Docker Compose Telemetry#

Overview#

Graphistry services export telemetry information (metrics and traces) using the OpenTelemetry standard.

Graphistry services push their telemetry data to the opentelemetry-collector service (alias otel-collector) and this will forward the data to any observability tool that is compatible with the OpenTelemetry standard (e.g. Prometheus, Jaeger, Grafana Cloud, etc.).

Telemetry Deployment Modes#

When telemetry services are enabled, the OpenTelemetry Collector will be included in all deployment scenarios:

Forwarding to External Services#

In this mode, Graphistry forwards telemetry data to external services compatible with the OpenTelemetry Protocol (OTLP), such as Grafana Cloud. The deployment will include only the OpenTelemetry Collector, which handles the data forwarding.
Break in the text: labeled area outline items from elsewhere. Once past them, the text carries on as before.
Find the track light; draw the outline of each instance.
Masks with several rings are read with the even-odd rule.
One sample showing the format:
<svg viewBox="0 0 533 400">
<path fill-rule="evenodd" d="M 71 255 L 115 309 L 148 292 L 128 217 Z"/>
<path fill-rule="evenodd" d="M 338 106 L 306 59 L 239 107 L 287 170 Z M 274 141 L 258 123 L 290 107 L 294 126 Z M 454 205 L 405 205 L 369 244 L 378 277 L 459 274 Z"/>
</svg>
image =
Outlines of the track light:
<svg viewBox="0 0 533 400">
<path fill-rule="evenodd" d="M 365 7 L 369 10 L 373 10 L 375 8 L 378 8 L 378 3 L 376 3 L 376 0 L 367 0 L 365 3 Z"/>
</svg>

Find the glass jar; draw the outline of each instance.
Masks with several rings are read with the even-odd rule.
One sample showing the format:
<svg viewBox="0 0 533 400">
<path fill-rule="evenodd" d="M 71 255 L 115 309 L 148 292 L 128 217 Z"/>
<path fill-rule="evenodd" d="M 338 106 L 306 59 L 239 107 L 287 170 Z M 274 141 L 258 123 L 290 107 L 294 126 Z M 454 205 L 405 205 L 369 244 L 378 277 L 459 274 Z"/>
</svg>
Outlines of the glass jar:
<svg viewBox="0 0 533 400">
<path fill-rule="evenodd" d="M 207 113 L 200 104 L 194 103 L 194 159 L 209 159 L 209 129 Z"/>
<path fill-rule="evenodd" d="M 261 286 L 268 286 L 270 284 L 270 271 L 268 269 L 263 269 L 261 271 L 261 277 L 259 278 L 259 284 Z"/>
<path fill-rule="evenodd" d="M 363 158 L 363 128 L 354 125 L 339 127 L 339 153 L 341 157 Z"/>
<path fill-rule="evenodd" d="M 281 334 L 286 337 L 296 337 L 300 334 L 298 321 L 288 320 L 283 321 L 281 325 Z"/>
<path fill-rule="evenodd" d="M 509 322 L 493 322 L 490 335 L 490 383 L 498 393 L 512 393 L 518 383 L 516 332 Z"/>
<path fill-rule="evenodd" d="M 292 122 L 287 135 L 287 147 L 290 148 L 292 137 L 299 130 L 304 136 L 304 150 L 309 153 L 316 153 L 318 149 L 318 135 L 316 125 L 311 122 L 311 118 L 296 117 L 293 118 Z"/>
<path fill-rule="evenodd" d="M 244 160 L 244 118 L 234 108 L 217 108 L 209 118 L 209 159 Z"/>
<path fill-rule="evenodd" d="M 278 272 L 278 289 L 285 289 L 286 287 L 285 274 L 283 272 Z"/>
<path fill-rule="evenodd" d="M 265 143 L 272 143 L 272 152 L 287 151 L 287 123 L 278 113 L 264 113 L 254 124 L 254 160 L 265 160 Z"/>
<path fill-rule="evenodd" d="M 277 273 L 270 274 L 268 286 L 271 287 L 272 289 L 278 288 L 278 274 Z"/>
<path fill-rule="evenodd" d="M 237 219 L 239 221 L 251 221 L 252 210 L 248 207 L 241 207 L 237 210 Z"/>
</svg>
Using Packaged Observability Tools#

When using the local observability tools bundled with Graphistry —Prometheus, Jaeger, and Grafana— the OpenTelemetry Collector exports data to these services. In this mode, you can configure Caddy to expose the observability tools to allow external access; the OpenTelemetry Collector URL won’t be affected by Caddy (see behind Caddy). By default, the data is ephemeral, stored inside the containers, and won’t persist across restarts. To enable data persistence, create a custom Docker Compose file named custom_telemetry.yml based on telemetry.yml or telemetry.cloud.yml as a reference. In this file, configure persistent storage settings and update the environment variable OTEL_COMPOSE_FILE in the configuration file ($GRAPHISTRY_HOME/data/config/telemetry.env) to point to your custom_telemetry.yml.

Hybrid Mode#

This option combines both local observability tools and forwarding to external services. The OpenTelemetry Collector is configured to export telemetry data to both local tools (Prometheus, Jaeger, Grafana) and external services (e.g., Grafana Cloud). To enable this mode, you can create your own custom_telemetry.yml file as well, allowing you to configure and tailor the hybrid setup according to your specific needs.

Usage#

By default, the telemetry services are disabled. To enable, set ENABLE_OPEN_TELEMETRY=true in $GRAPHISTRY_HOME/data/config/telemetry.env.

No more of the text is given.